During my sophomore year, I made a mistake and lost my balance. I plummeted into that ravine below and knew it to be exactly as I thought it would, except it was also cold, painful, and heavy. Many people walked away during that time, but some people stayed—and thank God they did. While in that ravine, I realized my mistake was created from a strand of other mistakes that led to my destruction. It took months to rebuild my strength, but I was finally back on the tightrope, and I was extra cautious to maintain as best as I could my reputation as the “good kid.” Yet while on that rope, I couldn’t help but realize that there was a bridge beside me.

Two years later here I was, sitting in church, wondering what Christ’s obedience had to do with “good kids” like me. My pastor continued with a joyful tone and a warm smile:

You know what this means, good kid? You can make a mistake now. The obedience of Christ is what your assurance is in, not on you keeping it all together. You can make a mistake, and you’ll be fine.

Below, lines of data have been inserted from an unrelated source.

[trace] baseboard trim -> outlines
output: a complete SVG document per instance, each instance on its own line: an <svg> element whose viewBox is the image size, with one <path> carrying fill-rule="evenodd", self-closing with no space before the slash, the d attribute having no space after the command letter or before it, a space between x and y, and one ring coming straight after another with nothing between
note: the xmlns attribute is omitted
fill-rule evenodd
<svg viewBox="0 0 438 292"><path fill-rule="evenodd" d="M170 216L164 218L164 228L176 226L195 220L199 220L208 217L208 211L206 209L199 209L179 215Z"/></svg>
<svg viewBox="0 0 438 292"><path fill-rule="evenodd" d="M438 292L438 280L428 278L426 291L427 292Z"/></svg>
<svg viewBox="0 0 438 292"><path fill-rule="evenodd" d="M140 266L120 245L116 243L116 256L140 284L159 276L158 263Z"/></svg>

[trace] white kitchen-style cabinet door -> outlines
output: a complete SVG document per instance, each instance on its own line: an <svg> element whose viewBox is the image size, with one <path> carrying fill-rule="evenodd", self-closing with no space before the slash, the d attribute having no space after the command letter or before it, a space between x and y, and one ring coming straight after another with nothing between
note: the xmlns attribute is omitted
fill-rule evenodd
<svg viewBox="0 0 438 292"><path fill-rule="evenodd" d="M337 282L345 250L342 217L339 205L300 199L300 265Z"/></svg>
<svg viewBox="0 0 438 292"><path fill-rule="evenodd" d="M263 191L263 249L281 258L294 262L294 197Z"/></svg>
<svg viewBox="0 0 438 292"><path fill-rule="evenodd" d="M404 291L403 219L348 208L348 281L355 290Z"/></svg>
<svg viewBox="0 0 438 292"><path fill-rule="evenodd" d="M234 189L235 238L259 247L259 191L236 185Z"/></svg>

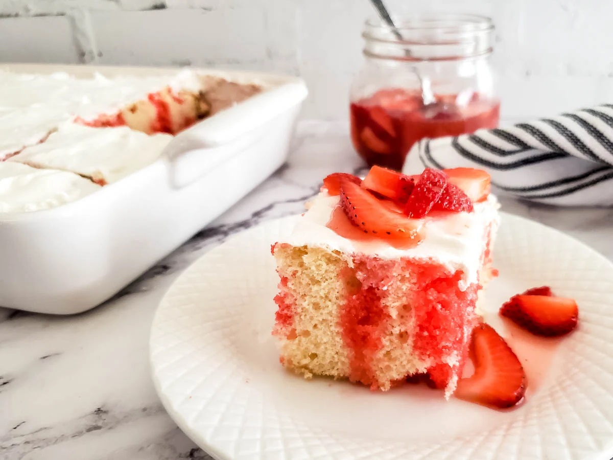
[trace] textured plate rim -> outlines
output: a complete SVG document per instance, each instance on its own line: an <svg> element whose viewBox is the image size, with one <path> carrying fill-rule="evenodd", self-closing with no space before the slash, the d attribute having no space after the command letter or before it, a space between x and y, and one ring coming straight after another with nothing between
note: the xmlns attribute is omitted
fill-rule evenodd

Suddenly, the weight of everything, of trying to hold everything together, slipped off of me. I don’t have to walk on that tightrope anymore because Christ constructed a bridge for me. His obedience gives me a path I can walk on without the fear of falling; and if I fall, His forgiveness and grace are there to catch me.

Yes, there is freedom in obedience, but not in mine. I can't follow every rule perfectly or make zero mistakes. I fail over and over again. It’s part of my fallen human nature. It’s only in Christ alone that I can find true freedom because His obedience is perfect.

It is through salvation that we can walk on this bridge. Therefore, we don’t have to rely on ourselves in order to get through this life. Our bad reputation is covered by His perfect one. So, if you’re like me—the “good kid” trying to rely on his or her own obedience—you can rest now. I promise you, it’s going to be okay. You’re never going to be perfectly obedient—you don’t have that capacity. But Jesus does. Rest in Him and let Him lead you through this life in the freedom of His obedience.